Martha Ballard
We as a society are fortunate. We have the luxury of advanced technology to include: computers, telephones, video teleconferencing equipment, cellular phones, beepers, and hospitals with the latest gadgets and gizmos. Our technology is available only because of documented historical accounts. Our idea of work is having to get in our vehicles and driving to our destination and sometimes sitting behind a desk all day to push paper; the worst any of us suffers is a traffic jam here or there or worse, a construction site. Imagine life in the late eighteenth century. People in this era had to deal with not only getting up at dawn to milk the cows, but toiling for hours on end with animals that refused to budge. Individuals in this era did not have the luxury of using the technological tools we have today. They could not pull out their cell phones if the mule decided to have a bad day or if they injured themselves on the job. Achieving prosperity was not easily done! during this century. The demands placed upon them, required that farmers and merchants work endlessly to provide for their families. Through our education, we have learned that farmers worked and played very hard. We are not however, taught in great detail the vital r
Martha's diary supports the notion that children chose their own spouses and that premarital sex did indeed exist (Ulrich, 138).

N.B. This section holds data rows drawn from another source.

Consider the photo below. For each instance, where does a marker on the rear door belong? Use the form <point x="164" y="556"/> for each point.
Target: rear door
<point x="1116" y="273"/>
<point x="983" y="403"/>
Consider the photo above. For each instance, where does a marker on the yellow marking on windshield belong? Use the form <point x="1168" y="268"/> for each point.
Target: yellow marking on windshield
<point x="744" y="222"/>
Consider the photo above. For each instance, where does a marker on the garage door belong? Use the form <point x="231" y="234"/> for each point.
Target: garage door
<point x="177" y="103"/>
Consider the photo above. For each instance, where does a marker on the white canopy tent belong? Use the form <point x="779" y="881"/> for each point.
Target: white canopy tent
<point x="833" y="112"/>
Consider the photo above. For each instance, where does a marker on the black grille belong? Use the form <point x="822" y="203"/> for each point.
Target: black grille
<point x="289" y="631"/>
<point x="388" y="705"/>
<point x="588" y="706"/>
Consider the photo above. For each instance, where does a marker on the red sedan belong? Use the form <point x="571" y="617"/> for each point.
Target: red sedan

They could not rely on the technology available to us today. Her pride and her emotional well-being prevented her from reaching out (Ulrich, 278). Martha allowed her profession to decline because of the massive duties she had to perform at home. This entry tells of the relationship she had with one of her sons. Martha Ballard, a woman that is not generally listed in history books, played a vital role in the latter part of the eighteenth century. This diary allows us to catch a rare glimpse of family events, visits to neighbors, dangerous river crossings, childbirth, weather highlights, public scandals and ordinary workaday doings in the plain, quaint words of the person who lived or observed them The seemingly trivial becomes fraught with meaning in the skilled hands of this historian and what history texts typically make abstract is returned to concrete form here (Banas, 1262). Her great-great granddaughter, Mary Hobart was a pioneer in medicine who was inspired by the stories she heard about her grandmother (Ulrich, 347). They also did not have the luxury of sleeping in or putting off the chores. Despite her public reputation as a self-sacrificing "angel of the battlefield," she was a conscious feminist, a lifelong supporter of women's rights and women's suffrage. Perhaps it was a sense of history or a craving for stability, perhaps only a practical need to keep birth records, that first motivated Martha to keep a diary. These laws still exist in today's society as Child Support. I have brot wood from the old fence above here to boil potatoes for son Jonathans swine.